La Cour d’assises a entendu ce matin le procès intenté à Eddy Bunny Nagen pour l’agression mortelle de son beau-père Mardaymootoo Veeromalay, le 17 mai 2008. Initialement poursuivi sous une charge de « murder », il a ce matin plaidé coupable d’une charge réduite de « wounds and blows without intention to kill ». Dans sa déposition, l’accusé avait admis avoir tué son beau-père dans un moment de colère « pour s’être mêlé de ses affaires de son couple ». Lors de l’audience, l’avocat de la défense, Me Anil Gayan, devait objecter contre certaines procédures adoptées par la Poursuite pour mener l’interrogatoire des témoins et produire les documents. Le juge Bobby Madhub a ajourné l’audience au 28 novembre afin de permettre à la Poursuite de consulter le DPP à ce sujet.La défense était assurée par Me Anil Gayan alors que le Parquet était représenté par Me Kesri Soochit. Une dizaine de témoins ont été assignés à ce procès. Le Prinicipal Court Officer qui avait sécurisé toutes les pièces à conviction présentées lors de l’enquête préliminaire a déposé, suivi des officiers de police qui avaient pris des photos et rédigé des plans du lieu du crime. Par la suite, le main Enquiring Officer de cette affaire, le sergent Mohamed Rujub a été appelé à la barre des témoins. Il a produit et lu en cour les deux dépositions de l’accusé.
Les faits remontent au 17 mai 2008. Eddy Nagen ,qui était alors âgé de 38 ans, vivait dans un appartement de la NHDC à Poste-de-Flacq. Ce jour-là, il revenait de la boutique quand il a aperçu son beau-père dans une voiture garée sur la route. Il l’avait approché pour s’enquérir et ce dernier devait lui faire comprendre qu’il avait accompagné un cousin qui était venu voir un ami. L’accusé devait alors l’inviter à passer chez lui. Une dizaine de minutes plus tard, le beau-père lui rendait effectivement une visite. Ce jour-là son épouse était également à la maison et ils ont pris un verre ensemble, après quoi l’épouse s’était retirée pour préparer à manger et ensuite se reposer. Le beau-père et le gendre ont alors continué à boire et un moment après, l’accusé est également allé se reposer dans la chambre où se trouvait son épouse. La victime était entre-temps allée dans une autre chambre. C’est là que son épouse s’est rendue chez son père et après quelques minutes ce dernier a commencé à lui reprocher de battre sa fille. « Monn dir li pa rant dan mo zafer ek nou finn koumans gagn diskisyon ». Vert de colère, il est allé dans la cuisine, s’est saisi d’une bouteille vide et a donné au beau-père un coup à la tête. Voyant que ce dernier le suivait toujours et continuait à lui parler, il va chercher une autre bouteille et recommence à lui donner des coups à la tête. Ayant à ce moment précis perdu contrôle, il l’assomme de plusieurs coups de bouteilles et le roue de coups de pied. En voyant le beau-père par terre, il prend un couteau de cuisine et lui donne un coup mortel dans le dos.
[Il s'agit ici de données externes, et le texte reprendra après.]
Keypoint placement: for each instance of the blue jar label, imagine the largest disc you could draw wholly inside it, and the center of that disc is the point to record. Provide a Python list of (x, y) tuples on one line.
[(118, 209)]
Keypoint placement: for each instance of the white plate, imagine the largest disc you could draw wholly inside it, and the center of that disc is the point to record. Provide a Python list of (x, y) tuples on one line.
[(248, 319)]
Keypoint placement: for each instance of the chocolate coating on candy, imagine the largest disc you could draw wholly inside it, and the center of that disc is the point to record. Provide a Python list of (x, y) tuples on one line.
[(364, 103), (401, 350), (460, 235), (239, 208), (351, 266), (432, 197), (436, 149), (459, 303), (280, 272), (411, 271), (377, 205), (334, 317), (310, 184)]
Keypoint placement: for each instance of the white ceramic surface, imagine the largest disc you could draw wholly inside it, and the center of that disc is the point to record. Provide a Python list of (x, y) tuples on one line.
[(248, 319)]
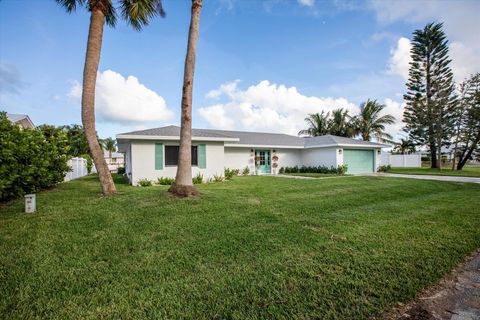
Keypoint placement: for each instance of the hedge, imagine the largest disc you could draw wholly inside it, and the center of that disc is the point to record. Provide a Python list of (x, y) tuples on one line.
[(30, 159)]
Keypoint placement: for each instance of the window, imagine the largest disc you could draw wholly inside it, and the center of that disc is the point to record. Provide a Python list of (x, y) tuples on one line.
[(171, 155)]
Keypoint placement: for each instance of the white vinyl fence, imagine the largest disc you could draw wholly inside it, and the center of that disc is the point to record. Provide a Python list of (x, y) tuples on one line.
[(401, 160), (79, 169)]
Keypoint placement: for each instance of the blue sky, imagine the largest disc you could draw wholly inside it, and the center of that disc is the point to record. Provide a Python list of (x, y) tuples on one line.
[(261, 65)]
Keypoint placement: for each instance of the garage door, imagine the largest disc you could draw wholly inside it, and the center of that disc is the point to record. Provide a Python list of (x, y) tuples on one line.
[(358, 160)]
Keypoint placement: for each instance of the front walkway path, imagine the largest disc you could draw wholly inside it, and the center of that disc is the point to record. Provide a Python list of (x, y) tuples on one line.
[(427, 177), (456, 297)]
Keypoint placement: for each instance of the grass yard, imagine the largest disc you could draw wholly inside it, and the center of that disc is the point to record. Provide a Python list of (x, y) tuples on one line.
[(252, 248), (467, 171)]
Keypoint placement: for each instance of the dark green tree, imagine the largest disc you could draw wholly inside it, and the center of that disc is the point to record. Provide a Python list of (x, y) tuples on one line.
[(370, 124), (468, 120), (430, 99), (405, 146), (341, 124)]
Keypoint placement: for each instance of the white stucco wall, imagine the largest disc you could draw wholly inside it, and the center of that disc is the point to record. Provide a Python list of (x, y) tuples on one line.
[(239, 158), (376, 154), (143, 161), (320, 157)]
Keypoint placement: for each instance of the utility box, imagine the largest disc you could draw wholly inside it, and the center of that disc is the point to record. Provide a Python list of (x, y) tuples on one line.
[(30, 203)]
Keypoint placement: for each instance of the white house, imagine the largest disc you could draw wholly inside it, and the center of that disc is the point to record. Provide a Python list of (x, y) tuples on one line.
[(22, 120), (153, 153), (115, 161)]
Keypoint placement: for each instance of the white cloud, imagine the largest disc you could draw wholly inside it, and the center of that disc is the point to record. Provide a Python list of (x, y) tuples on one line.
[(460, 20), (400, 58), (125, 100), (307, 3), (266, 107)]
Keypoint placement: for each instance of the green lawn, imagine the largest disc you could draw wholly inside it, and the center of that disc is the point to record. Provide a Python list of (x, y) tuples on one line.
[(314, 175), (252, 248), (468, 171)]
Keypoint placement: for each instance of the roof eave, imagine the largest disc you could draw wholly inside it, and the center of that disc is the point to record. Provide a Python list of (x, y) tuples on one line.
[(238, 145), (153, 137), (349, 145)]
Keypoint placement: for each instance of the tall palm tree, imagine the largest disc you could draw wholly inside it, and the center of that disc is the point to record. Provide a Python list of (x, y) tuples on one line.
[(183, 186), (405, 146), (341, 124), (109, 145), (369, 124), (318, 125), (137, 13)]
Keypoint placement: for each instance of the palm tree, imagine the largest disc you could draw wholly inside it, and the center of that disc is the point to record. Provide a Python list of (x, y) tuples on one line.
[(341, 124), (135, 12), (183, 185), (109, 145), (318, 125), (405, 146), (369, 124)]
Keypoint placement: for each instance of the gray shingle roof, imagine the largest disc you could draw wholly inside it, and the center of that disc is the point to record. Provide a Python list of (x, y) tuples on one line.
[(339, 141), (257, 138), (174, 131)]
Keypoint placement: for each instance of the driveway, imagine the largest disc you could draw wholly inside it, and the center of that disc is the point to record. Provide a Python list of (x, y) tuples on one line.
[(428, 177)]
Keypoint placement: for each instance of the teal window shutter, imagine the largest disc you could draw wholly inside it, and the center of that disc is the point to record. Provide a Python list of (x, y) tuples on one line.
[(158, 156), (202, 156)]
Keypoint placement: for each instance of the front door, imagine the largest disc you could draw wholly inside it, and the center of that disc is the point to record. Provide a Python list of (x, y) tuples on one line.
[(263, 161)]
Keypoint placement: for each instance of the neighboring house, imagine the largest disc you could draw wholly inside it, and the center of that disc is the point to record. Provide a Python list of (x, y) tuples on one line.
[(115, 162), (21, 120), (153, 153)]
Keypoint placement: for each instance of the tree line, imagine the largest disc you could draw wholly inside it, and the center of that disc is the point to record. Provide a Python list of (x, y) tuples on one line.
[(368, 124), (438, 113)]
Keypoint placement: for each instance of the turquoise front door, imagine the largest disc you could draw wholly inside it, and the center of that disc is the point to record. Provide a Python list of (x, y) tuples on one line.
[(358, 160), (263, 161)]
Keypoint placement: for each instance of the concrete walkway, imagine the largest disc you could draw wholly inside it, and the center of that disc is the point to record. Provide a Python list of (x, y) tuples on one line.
[(427, 177), (456, 297)]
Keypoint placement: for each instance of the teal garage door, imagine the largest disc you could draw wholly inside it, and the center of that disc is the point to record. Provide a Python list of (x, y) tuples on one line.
[(358, 160)]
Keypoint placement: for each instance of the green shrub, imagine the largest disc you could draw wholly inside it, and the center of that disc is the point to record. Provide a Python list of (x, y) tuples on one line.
[(165, 181), (313, 169), (384, 168), (198, 179), (218, 178), (30, 159), (145, 182), (230, 173)]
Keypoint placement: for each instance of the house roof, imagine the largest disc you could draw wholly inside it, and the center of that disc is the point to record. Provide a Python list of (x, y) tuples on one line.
[(17, 118), (173, 133), (329, 140), (247, 138)]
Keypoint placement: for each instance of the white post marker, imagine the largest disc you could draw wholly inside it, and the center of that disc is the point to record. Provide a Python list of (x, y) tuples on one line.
[(30, 203)]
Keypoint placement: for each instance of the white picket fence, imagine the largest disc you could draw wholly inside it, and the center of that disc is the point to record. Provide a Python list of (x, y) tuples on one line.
[(401, 160), (79, 169)]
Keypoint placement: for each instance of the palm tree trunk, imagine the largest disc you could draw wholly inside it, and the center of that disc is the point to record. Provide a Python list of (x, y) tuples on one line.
[(90, 70), (183, 185)]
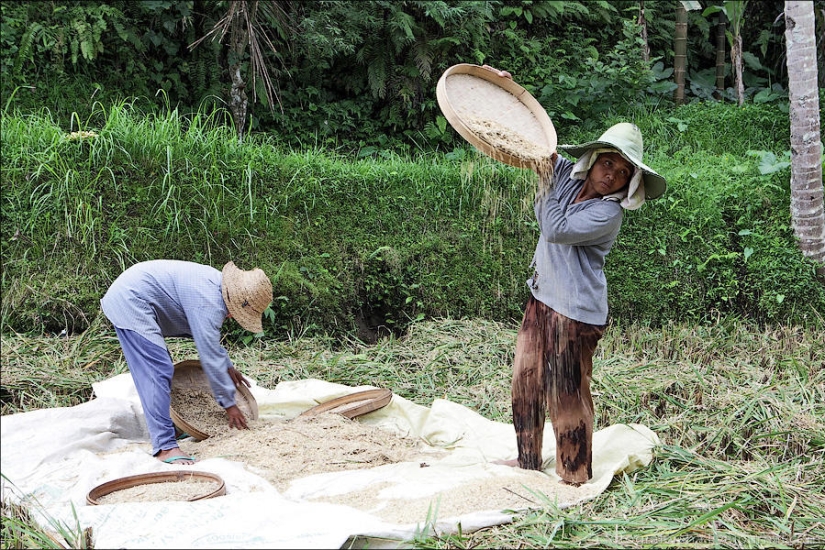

Après avoir lu la déposition de l’accusé, la Poursuite a ainsi demandé au Main Enquiring officer de produire le rapport d’autopsie pratiqué par le Dr Satish Boolell et de dire à la Cour la cause du décès. C’est là que la défense a objecté soulignant que ce n’est pas lui qui avait rédigé le rapport. Les deux parties ont longuement discuté sur la production de ce document par le main enquiring officer. Me Gayan a insisté sur le fait que la Poursuite ne suivait pas les procédures. « This is not the proper way to conduct case at the assises », a-t-il dit. La Poursuite a alors suggéré d’appeler comme témoin le Dr Boolell pour qu’il produise son rapport. Me Gayan devait alors faire remarquer que l’accusé avait déjà plaidé coupable d’une charge réduite et que mettre en évidence tous ces faits serait semblable à un procès où il y a un full hearing. La Poursuite a alors demandé plus de temps pour consulter le DPP. L’affaire a été renvoyée au 28 novembre.